Kibir Allah (cc)'ın beğenmediği bir ahlak özelliğidir. Kibirli insan büyüklenme hissine kapılmış demektir. Bu büyüklenmenin nedeni ise, kişinin kendisine müstakil bir benlik vermesi, hem kendini hem de çevresindekileri Allah (cc)'tan bağımsız varlıklar olarak görmesidir. Böyle bir insan, yaptığı ve sahip olduğu herşeyi kendisinden bilir. Bir başarı elde ettiğinde bununla kibirlenir ve kendisini en üstün insan olarak görür. Her fırsatta, her konuda üstünlüğünü ve büyüklüğünü çevresine de hissettirmek ister. Halbuki, o başarıyı ona lütfeden Allah (cc)'tır. Ancak kibirli kişi bu önemli gerçekten gafil bir hal içerisindedir. Onur ve üstünlüğü bu yolla elde edebileceğini sanır.

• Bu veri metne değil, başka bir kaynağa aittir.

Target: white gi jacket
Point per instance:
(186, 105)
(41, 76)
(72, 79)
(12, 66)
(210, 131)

Oysa ki bu yolla, hiçbir zaman peşinde oldukları gerçek onur ve üstünlüğü elde edemezler. Çünkü onur ve şeref ancak Kuran'a uymakla kazanılır. Allah (cc) bu gerçeği bir ayetinde şöyle bildirmektedir:
Eğer hak, onların heva (istek ve tutku)larına uyacak olsaydı hiç tartışmasız, gökler, yer ve bunların içinde olan herkes (ve herşey) bozulmaya uğrardı. Hayır, Biz onlara kendi şan ve şeref (zikir)lerini getirmiş bulunuyoruz, fakat onlar kendi zikirlerinden yüz çeviriyorlar. (Mü'minun Suresi, 71)
İnsan, Kuran'a ve Peygamber Efendimiz (sav)`in sünnetine uymadığında, ayette bildirildiği gibi, herşey bozulmaya uğrar. Allah (cc), insanların bu gerçeği unutarak onur ve şerefi, insanlara büyüklük taslamakta aradıklarını bir ayette şöyle bildirmektedir:
Derler ki, "Andolsun, Medine'ye bir dönecek olursak, gücü ve onuru çok olan, düşkün ve zayıf olanı elbette oradan sürüp-çıkaracaktır." Oysa izzet (güç, onur ve üstünlük) Allah'ın, O'nun Resûlü'nün ve mü'minlerindir. Ancak münafıklar bilmiyorlar. (Münafikun Suresi, 8)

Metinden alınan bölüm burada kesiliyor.